Happy reading and sorry for typo.. ^^
And don't plagiat!

Previous Chap 1234

******************************************


18 tahun yang lalu, disuatu tempat yang berada dibumi.
Seorang wanita tengah dipenuhi peluh keringat yang mengalir diwajah hingga tubuhnya. Dengan kondisi perut besar dan kontraksi yang semakin lama semakin intens. Ditemani oleh seorang wanita paruh baya yang diakuinya sebagai ibu dari suaminya.
"Hosh hosh.. Ibu.. Ibu.. Aku sudah.. Tidak kuat, bisakah aku mengejan sekarang?" tanyanya disela pengambilan nafasnya.
Wanita paruh baya itu tetap memegang tangan menantunya yang menggenggam erat, "Ikut dan dengar intruksi dari dokternya, kau tidak boleh sembarang mengejan." jawabnya.
"Tapi... Sshhh.. Ini sangat sakit bu.. Aku... Sudah... Errghh..." keluhnya.
"Sebentar lagi Bu, kepala bayinya terlihat ayo tarik nafas panjang, hembuskan perlahan." ujar sang dokter mengarahkan.
Kemudian ia mengikuti intruksinya, "Hosh hosh..."
"Iya bagus bu, ya kepalanya sudah terlihat.. Mengejanlah sesuai intruksi dari saya ya bu." ucapnya.
Wanita itu mengangguk pelan dengan menahan rasa sakit yang luar biasa itu.
Diluar ruangan, terlihat seorang laki - laki nampak gusar. Berkali - kali ia mondar mandir didepan pintu, sesekali ia menggigit jarinya, ada rasa kekhawatiran diwajahnya. "Haaahhh lama sekali.. Apakah dia baik - baik saja.
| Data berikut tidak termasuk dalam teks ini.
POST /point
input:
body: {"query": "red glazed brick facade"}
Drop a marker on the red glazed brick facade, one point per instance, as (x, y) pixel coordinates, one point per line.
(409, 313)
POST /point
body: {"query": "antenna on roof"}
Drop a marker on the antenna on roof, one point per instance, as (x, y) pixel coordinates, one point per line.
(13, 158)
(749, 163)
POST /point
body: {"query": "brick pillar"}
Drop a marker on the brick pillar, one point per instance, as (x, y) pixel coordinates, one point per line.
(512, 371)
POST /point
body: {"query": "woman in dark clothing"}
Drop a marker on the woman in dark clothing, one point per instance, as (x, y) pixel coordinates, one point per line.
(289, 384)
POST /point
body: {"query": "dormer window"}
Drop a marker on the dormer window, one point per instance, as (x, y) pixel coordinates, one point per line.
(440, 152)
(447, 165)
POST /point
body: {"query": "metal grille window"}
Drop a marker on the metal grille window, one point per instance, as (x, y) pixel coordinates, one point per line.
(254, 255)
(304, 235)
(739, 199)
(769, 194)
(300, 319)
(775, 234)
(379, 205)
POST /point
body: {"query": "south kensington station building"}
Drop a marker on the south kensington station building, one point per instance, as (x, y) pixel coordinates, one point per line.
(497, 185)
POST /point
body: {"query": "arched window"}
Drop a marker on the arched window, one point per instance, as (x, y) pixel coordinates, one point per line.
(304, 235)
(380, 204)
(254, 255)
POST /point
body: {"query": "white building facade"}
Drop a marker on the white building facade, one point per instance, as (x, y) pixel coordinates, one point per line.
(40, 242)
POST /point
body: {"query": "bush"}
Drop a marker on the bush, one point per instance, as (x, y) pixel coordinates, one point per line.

Kenapa aku tidak boleh masuk.. Arrgghhh.." kesalnya menjambak rambutnya sendiri.

Beberapa jam sebelumnya,
sebuah benda yang mengalung dileher wanita yang akan melahirkan itu mengeluarkan cahaya yang tak disadari terjadi sedikit patahan diliontin yang menggantung itu.
'Deg', 'Ah apa ini? Benarkah aku akan mati jika melahirkan keturunan manusia murni? Kekuatan yang aku miliki tidak bisa menandingi rasa sakit yang kurasakan sekarang.' ditengah kesakitan dan perjuangannya akan melahirkan sang buah hati, ternyata wanita itupun tengah merasakan bahwa kekuatan segel dari liontin ini sedikit memudar. 'Gawat! Tidak bisa seperti ini! Aku harus.. Ahhh sakit sekali, kalau seperti ini terus Dia pasti akan bebas.. Arghhh...' ia menggeram dalam hatinya.
Seberkas cahaya datang menghampirinya, ia tertegun melihatnya. "Kalina." panggilnya. Cahaya tanpa wajah itu datang tepat dihadapannya.
"Si..siapa kau?" tanyanya.
"Aku adalah Kakek buyutmu dari generasi pertama."
Dengan wajah penuh peluh dan nafasnya yang masih tersengal - sengal itu, ia merasa tak percaya jika kakek buyutnya benar mendatanginya. "Ka..kakek?"
Yang terlihat hanya seberkas cahaya putih tanpa rupa, "Kalina, liontin itu adalah sebuah segel. Saat ini kekuatan segelnya melemah mengikuti kekuatan dalam tubuhmu. Proses melahirkan butuh kekuatan ekstra yang dapat menguras semua tenaga bahkan alam sadarmu. Kau harus tetap konsentrasi terhadap segel itu, jika tidak keamanan dunia akan terancam."
Kalina mengernyit, "Apa yang harus aku lakukan?" lirihnya.
Disekelilingnya hanya dirinya yang melihat cahaya itu, maka ia tidak dapat meminta pendapat orang terdekatnya.
"Kau yang memilih menikah dengan manusia murni, konsekuensinya adalah jika kau hamil dan melahirkan, kekuatan segel didalam liontin itu akan terganggu oleh keseimbangan dari tubuhmu. Jika waktu bayi dalam kandunganmu akan lahir, kau harus memilih tetap melahirkan anakmu hidup - hidup atau segel itu akan rusak."
Diwaktu yang sempit itu, Kalina berpikir keras. Ia menggigit bibir bawahnya menahan rasa sakit yang menjalar disekujur tubuhnya.
"Lalu apa tidak ada jalan lain? A..aku ingin anak ini selamat." ucapnya.
Tak ada jawaban dari cahaya yang bersinar putih itu.
Kalina menunggu dengan cemas, dalam pikirnya ia harus melahirkan anaknya dengan selamat.
"Ada satu cara."
Sontak kedua bola mata Kalina melotot gembira, ya pikirnya ada cara lain demi menyelamatkan sang buah hati. "A..apa itu beri tau aku?"

***

'ooaakkk oaaakkkk....' suara tangisan bayi menggema dalam ruangan itu. Senyum dan rasa lega menghampiri orang - orang disana tak terkecuali Kalina. Ia telah melahirkan anak kembar. Ya, dia melahirkan dua anak sekaligus.
Ibu mertuanya memberi selamat dan membelai pucuk kepala menantunya itu, segera ia keluar kamar bersalin menghampiri putranya yang masih berada diluar.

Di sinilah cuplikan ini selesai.